JSW Profits Up as Costs Plunge and Govt
Helps Keep Prices Up
The
fat profit margin recorded by JSW Steel has come into focus particularly when
the steel industry has been demanding extension of Minimum Import Price to
protect itself from cheap imports.
When MIP was introduced to cover 80 per cent of the
imports, it was expected that shipments will fall by at least 50 per cent.

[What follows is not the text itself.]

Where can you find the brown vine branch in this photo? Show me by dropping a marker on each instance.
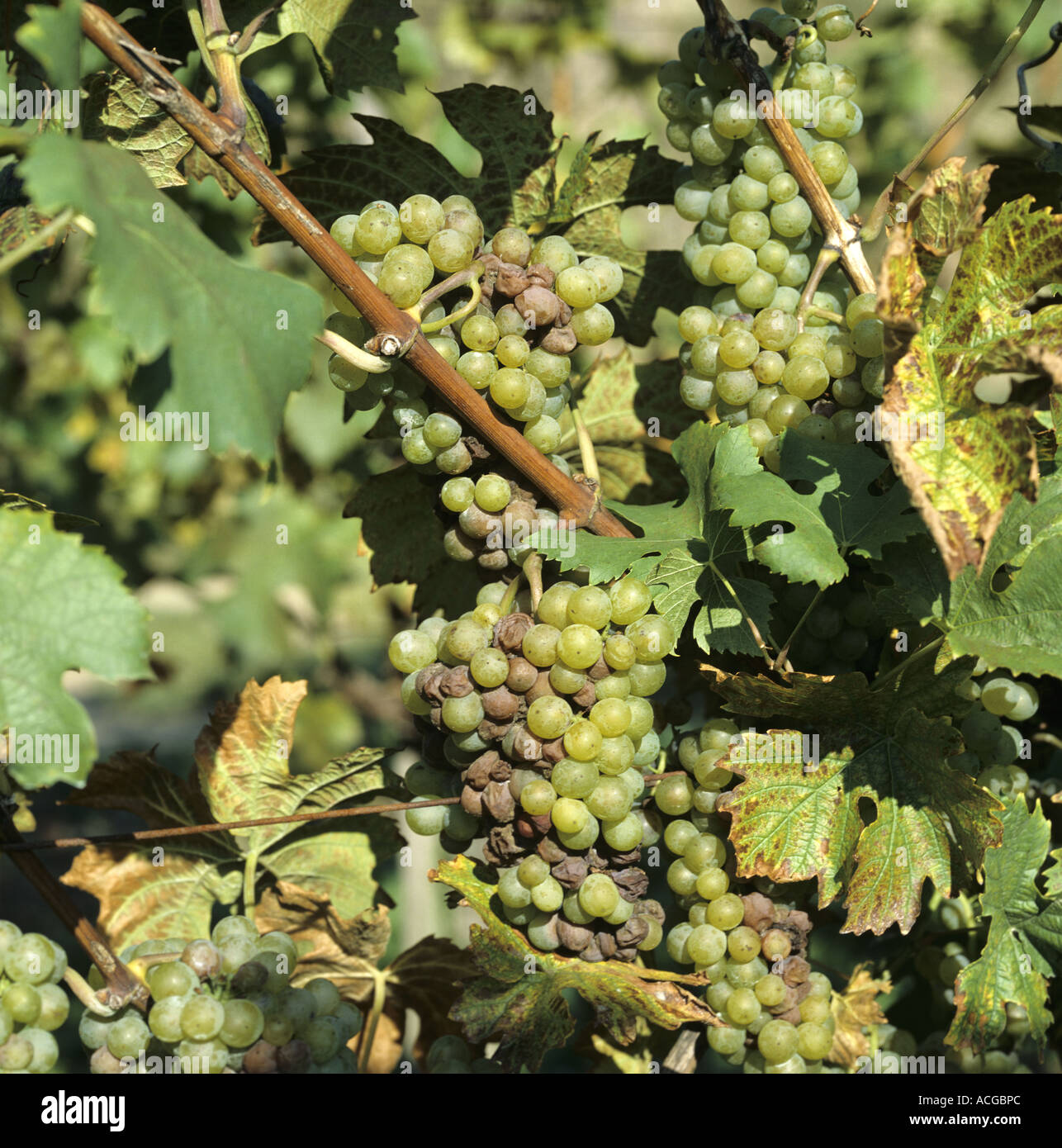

However, imports have come down only by 26 per cent. A few variety of TMT bars
used in construction sector are being imported as alloy steel which is not
covered under MIP.
China’s steel prices have increased 67 per cent to $450
a tonne from $270 a tonne
in February when MIP was introduced in India. On the other hand steel prices in
India have gone up by only 12 per cent when one compares June quarter with
March quarter. In fact, prices in India are coming down since May due to weak demand
and onset of monsoon slowing infrastructure activities in the country.

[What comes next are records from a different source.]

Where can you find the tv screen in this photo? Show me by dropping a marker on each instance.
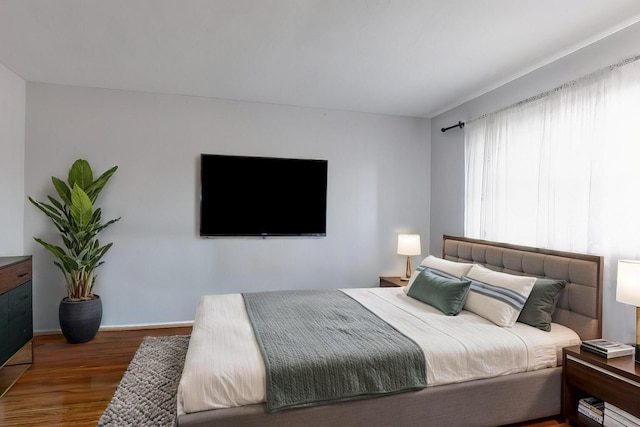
(262, 196)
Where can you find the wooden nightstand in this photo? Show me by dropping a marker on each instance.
(616, 381)
(392, 282)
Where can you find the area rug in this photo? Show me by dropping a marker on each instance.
(146, 395)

Imports have not fallen as envisaged when MIP was
introduced and over 50 per cent of imports have come in below MIP. If you take
the current average of 6.5 lakh tonne of imports a
month, it works out to 7-8 million tonnes an annum.
This kind of imports will derail the domestic steel companies.

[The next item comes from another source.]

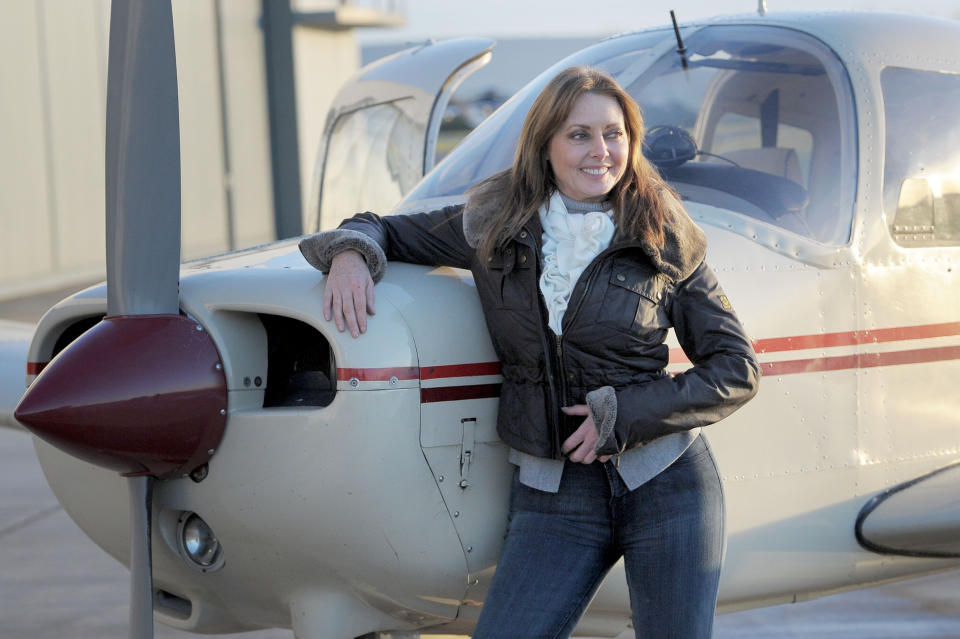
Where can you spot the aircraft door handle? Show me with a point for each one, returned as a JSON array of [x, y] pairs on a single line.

It is true that our Ebitda
and net profit has gone up when compared to last year, but if you compare
sequentially our sales realisations are up by just
one per cent. The main drivers for profitability are 12 per cent fall in cost
and higher volumes.
Automobile companies have managed to increase prices
even as steel prices fell between May-June. This is because auto sales were
going up. So to blame it all on steel is not correct.